For instance, Optima's Partners in Pregnancy program aims to promote healthy pregnancies and reduce premature births. A nurse case manager contacts the members who are at high risk for pregnancy complications and follows them throughout their pregnancy.

Optima also partners with Virginia's Comprehensive Health Investment Project (CHIP), which provides support to at-risk families throughout the state. CHIP sends out a team of lay workers and nurses on a regular basis to help coordinate the care of pregnant women who are at high risk for complications.

They tackle psychosocial problems such as abusive households and families that don't have enough food and whose utilities are about to be cut off, and help them connect with social services agencies that can provide assistance.
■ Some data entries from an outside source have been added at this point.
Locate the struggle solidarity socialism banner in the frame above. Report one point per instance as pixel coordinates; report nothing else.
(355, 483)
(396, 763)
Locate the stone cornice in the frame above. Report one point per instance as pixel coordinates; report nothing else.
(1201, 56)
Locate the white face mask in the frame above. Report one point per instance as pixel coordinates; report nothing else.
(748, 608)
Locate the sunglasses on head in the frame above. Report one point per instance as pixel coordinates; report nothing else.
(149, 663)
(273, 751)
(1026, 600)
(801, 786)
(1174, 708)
"The Partners in Pregnancy Program does what it takes, within reason, to ensure that the baby is full-term. It may help get the at-risk pregnant woman off her feet by looking for resources to do cooking, cleaning, and help care for her children, if appropriate," Bray says.

The Optima case managers hold case conferences with the CHIP workers to keep up to date with what is going on with the members, she says.
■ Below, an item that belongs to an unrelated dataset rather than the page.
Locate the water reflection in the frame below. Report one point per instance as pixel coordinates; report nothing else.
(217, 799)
Optima estimates that the community-based pregnancy programs have helped avoid nearly 3,000 days in the neonatal intensive care unit since 2002 and that for every dollar spent on the program, the plan saved $2.80.
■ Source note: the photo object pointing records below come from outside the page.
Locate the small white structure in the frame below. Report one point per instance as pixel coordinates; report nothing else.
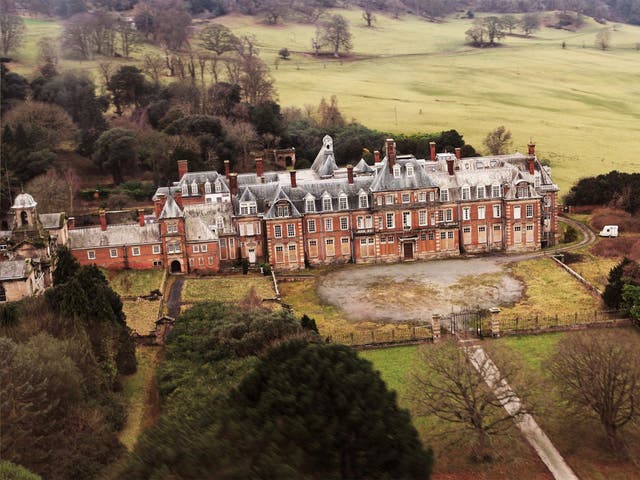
(609, 231)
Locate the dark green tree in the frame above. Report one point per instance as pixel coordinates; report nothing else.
(116, 149)
(320, 410)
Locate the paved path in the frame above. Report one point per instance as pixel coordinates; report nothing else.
(525, 422)
(175, 297)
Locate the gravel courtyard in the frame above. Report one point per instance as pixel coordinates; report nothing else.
(414, 291)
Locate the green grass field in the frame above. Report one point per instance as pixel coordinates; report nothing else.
(409, 75)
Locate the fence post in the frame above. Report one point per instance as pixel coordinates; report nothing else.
(435, 327)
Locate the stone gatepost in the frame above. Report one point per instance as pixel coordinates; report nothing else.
(435, 326)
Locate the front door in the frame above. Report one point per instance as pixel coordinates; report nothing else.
(408, 250)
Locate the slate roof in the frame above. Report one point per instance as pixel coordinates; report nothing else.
(51, 221)
(114, 235)
(386, 181)
(171, 209)
(13, 270)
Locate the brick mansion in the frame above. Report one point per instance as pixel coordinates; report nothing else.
(400, 208)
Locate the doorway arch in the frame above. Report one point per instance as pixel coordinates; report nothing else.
(176, 266)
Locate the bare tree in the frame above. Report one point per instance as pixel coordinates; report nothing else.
(11, 31)
(445, 384)
(153, 65)
(599, 375)
(603, 39)
(498, 141)
(335, 33)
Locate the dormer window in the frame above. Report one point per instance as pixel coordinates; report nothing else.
(282, 210)
(326, 203)
(343, 204)
(363, 200)
(310, 205)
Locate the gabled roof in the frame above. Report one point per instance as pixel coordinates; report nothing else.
(171, 209)
(114, 235)
(385, 180)
(51, 221)
(13, 270)
(363, 167)
(280, 196)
Members in Optima Health's asthma program receive at least one phone call from an RN, respiratory therapist, or case manager and a packet of information on recommended asthma care.

For at-risk members, Optima Health contracts with home care agencies that already are sending nurses or respiratory therapists into the homes in the low-income neighborhoods.

The nurses or respiratory therapists serve as LifeCoaches, visiting high-risk members and conducting a complete environmental assessment of the home to determine the triggers that exacerbate the member's asthma.

"They look at the general living environment. For instance, if the family has a pet, they may suggest keeping the animal out of the sleeping quarters or talk to the member about how to reduce the amount of pet dander in the environment," Bray says.

Among 451 members continuously enrolled over a five-year period, the health plan saved $1.09 for every dollar in program costs.

The diabetes program sends Optima Health nurses who are diabetes educators to the offices of the community physicians with a high number of patients with diabetes.

The nurses spend half a day each week in each physician's office, meeting with all interested patients covered by Optima Health and educating them on appropriate care, blood glucose monitoring, the importance of taking their medication, and self-management skills.

They work with the physicians to develop a treatment plan that follows best practice guidelines and work with the patients to develop goals.

"It gives the physician a resource they wouldn't otherwise have and gives the members someone who can help them communicate with their doctor," Bray says.

The nurse educators work in six large physician practices. The health plan advises its members as to when the educators will be in their physician's office and encourages them to set an appointment on that day.

Members who meet with the Optima LifeCoach in physician offices have been statistically more adherent with medication regimes and enjoy better control of their disease, Bray says.

Members who do not live in areas where there are a lot of Optima members with diabetes receive standard telephone management.

"Through this program, the nurses understand the practice patterns of the physician, and the physician realizes the benefit of having a nurse to work with his patient. The physician and nurse work together for the benefit of the patients," Bray says.

The 1,000-plus patients participating in the Diabetes LifeCoach program showed a 21% improvement in achieving an A1C level of less than 7%; a 22% improvement in achieving a blood pressure level below 130/80, and a 13% improvement in achieving a low-density lipoprotein (LDL) level less than 100 when compared to the baseline year.

The patients showed similar gains in receiving recommended screening and testing, appropriate medication utilization, and preventive care activities such as foot exams, nutritional counseling, and smoking cessation counseling.